Le dictionnaire du prêt-à-penser

Travailler plus longtemps

Mateo ALALUF
Sociologue

Au vieillissement de la population devrait correspondre l’augmentation de la durée d’activité. Pourtant, des manifestants et des grévistes s’opposent, partout en Europe, à cette proposition de bon sens. Aurions-nous d’un côté les personnes raisonnables confrontées à l’ignorance et à l’égoïsme des autres ?

L’équation paraît simple. Si le nombre d’actifs (de cotisants) diminue et celui des bénéficiaires (les pensionnés) augmente, il faudra soit diminuer les retraites, soit augmenter la durée d’activité pour rétablir l’équilibre. Cette équation appelle deux objections rarement formulées. D’abord si la période de référence pour prolonger la durée d’activité augmente, il sera d’autant plus difficile de remplir les conditions pour bénéficier d’une retraite à temps plein et le montant des pensions diminuera. Ensuite, on peut aussi rétablir l’équilibre sans augmenter la durée d’activité par un accroissement des recettes. Mais l’essentiel est ailleurs.

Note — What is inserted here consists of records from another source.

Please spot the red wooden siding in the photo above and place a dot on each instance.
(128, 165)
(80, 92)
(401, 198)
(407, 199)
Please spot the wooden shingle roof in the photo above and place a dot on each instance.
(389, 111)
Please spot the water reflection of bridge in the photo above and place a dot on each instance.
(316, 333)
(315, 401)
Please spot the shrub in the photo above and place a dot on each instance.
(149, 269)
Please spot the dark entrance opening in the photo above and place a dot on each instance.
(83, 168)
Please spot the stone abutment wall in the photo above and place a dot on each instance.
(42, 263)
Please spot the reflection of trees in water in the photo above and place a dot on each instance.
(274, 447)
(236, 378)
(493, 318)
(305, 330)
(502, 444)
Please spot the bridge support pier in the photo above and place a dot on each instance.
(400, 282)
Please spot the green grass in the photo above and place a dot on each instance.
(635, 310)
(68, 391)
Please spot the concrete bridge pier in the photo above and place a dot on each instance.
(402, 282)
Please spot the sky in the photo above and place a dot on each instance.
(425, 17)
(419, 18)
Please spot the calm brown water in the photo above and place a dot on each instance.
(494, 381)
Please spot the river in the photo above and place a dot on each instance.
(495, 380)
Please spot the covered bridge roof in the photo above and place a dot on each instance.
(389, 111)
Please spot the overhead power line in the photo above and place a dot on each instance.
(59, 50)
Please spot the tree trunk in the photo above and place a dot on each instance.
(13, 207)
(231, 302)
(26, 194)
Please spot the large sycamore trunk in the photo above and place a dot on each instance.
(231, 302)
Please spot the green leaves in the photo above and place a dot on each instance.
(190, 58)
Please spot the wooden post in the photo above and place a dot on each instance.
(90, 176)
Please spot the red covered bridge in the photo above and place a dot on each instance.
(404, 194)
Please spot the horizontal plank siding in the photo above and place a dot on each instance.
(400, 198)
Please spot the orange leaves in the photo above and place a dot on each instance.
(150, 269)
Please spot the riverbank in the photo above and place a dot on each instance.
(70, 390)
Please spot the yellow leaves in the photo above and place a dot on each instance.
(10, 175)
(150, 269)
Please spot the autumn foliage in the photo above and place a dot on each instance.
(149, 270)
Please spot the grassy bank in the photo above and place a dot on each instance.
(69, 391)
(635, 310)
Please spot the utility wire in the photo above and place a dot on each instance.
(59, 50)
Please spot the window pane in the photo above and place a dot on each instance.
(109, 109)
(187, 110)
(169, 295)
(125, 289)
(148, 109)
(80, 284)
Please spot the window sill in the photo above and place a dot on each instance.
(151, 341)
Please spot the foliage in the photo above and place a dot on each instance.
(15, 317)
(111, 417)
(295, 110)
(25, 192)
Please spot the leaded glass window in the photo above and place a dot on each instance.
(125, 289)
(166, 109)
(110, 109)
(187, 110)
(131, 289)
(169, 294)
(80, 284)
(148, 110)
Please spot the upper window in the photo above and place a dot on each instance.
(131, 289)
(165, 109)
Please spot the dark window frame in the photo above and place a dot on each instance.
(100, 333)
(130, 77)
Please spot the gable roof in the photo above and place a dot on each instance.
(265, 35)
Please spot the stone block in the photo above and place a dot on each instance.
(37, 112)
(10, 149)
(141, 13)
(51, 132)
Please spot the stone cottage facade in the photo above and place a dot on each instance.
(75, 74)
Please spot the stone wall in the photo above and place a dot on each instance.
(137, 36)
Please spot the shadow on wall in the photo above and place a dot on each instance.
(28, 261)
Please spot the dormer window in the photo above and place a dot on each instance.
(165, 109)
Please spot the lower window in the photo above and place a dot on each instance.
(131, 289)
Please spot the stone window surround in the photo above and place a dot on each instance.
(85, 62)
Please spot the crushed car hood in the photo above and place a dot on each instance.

L’argumentation des tenants de l’allongement de la durée d’activité repose sur des projections de population à long terme, « toutes choses égales par ailleurs ». Or, ce ne sont pas les jeunes qui financent la pension des vieux, mais les emplois qui financent les retraites. Les projections d’emploi tendent même vers une augmentation. Ensuite, « toutes choses n’étant pas égales par ailleurs », dans le passé, les prévisions de population ce sont toutes révélées erronées. Rappelons-nous au début des années 1960, la population wallonne était une des plus vieilles au monde tandis que la population flamande était jeune. La situation s’est à présent inversée.

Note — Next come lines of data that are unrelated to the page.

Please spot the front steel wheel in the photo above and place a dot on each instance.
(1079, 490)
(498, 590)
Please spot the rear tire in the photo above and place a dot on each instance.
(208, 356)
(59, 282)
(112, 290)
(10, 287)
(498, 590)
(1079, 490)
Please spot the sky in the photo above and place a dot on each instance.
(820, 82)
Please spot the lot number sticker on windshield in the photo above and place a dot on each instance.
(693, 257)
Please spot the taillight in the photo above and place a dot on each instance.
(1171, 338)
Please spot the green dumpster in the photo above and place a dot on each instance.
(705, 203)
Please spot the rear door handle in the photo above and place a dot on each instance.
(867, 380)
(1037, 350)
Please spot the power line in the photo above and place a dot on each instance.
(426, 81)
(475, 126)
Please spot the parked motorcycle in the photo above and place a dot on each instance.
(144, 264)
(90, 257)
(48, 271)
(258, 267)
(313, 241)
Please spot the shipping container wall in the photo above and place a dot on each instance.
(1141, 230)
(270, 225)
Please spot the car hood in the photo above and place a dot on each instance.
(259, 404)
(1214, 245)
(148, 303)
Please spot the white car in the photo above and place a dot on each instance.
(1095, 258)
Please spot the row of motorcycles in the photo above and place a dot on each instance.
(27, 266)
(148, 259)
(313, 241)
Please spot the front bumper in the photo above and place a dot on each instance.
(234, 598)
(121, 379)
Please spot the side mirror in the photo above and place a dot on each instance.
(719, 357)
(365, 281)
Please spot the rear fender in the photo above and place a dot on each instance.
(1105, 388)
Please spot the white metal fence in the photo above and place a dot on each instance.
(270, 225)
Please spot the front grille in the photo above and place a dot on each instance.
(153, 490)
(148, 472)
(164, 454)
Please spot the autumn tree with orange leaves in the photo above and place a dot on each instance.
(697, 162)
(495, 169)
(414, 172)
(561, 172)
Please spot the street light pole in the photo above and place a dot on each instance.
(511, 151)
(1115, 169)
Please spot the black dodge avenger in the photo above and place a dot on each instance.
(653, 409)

Le vieillissement résulte d’une diminution de la natalité et d’un allongement de la vie. On assiste déjà à présent à une augmentation des taux de fécondité en Europe. On considère qu’un taux de 2,1 par femme permet d’assurer le renouvellement de la population. En outre, les taux de fécondité ont entamé une lente ascension au cours des dernières années, passant de 1,47 en 2003 à 1,6 en 2009 pour l’ensemble des 27 pays de l’UE. Notons qu’en France, au Royaume-Uni et en Suède, le taux de renouvellement est pratiquement atteint et largement dépassé en Irlande. En Belgique nous sommes passés d’un taux de fécondité de 1,66 en 2003 à 1,84 en 2009.

Grâce aux progrès de la médecine, mais surtout à l’amélioration des conditions de vie et de travail, nous vivons plus longtemps et surtout en meilleure santé. Si l’espérance de vie des hommes s’élève à présent à 76 ans et celle des femmes à 82, elle reste cependant très inégale suivant les catégories sociales. On estime que l’espérance de vie des hommes cadres après 35 ans dépasse de 7 ans celle des ouvriers. De plus, avec la crise, le chômage et la détérioration des conditions de travail, l’espérance de vie des catégories les plus vulnérables tend à diminuer. Ainsi, en Allemagne, l’espérance de vie des personnes aux revenus les plus faibles est passée de 77,5 ans en 2001 à 75,5 en 2010.

TRAVAILLER PLUS LONGTEMPS est non seulement une atteinte aux droits à la retraite de tous et en particulier des jeunes, mais surtout une agression sans précédent pour les catégories les plus vulnérables. Les mesures actuelles concernant les prépensions et les retraites anticipées pèseront déjà sans doute dans le sens d’une diminution de l’espérance de vie des salariés les plus vulnérables – ceux précisément qui ont connu précocement le travail pénible et qui terminent leur vie professionnelle dans la précarité. La formule fait consensus : puisque l’espérance de vie augmente, il faut TRAVAILLER PLUS LONGTEMPS. Pourtant, cette recette est non seulement inefficace, elle est aussi la plus cynique et la plus violente parmi celles fabriquées par le prêt-à-penser néolibéral.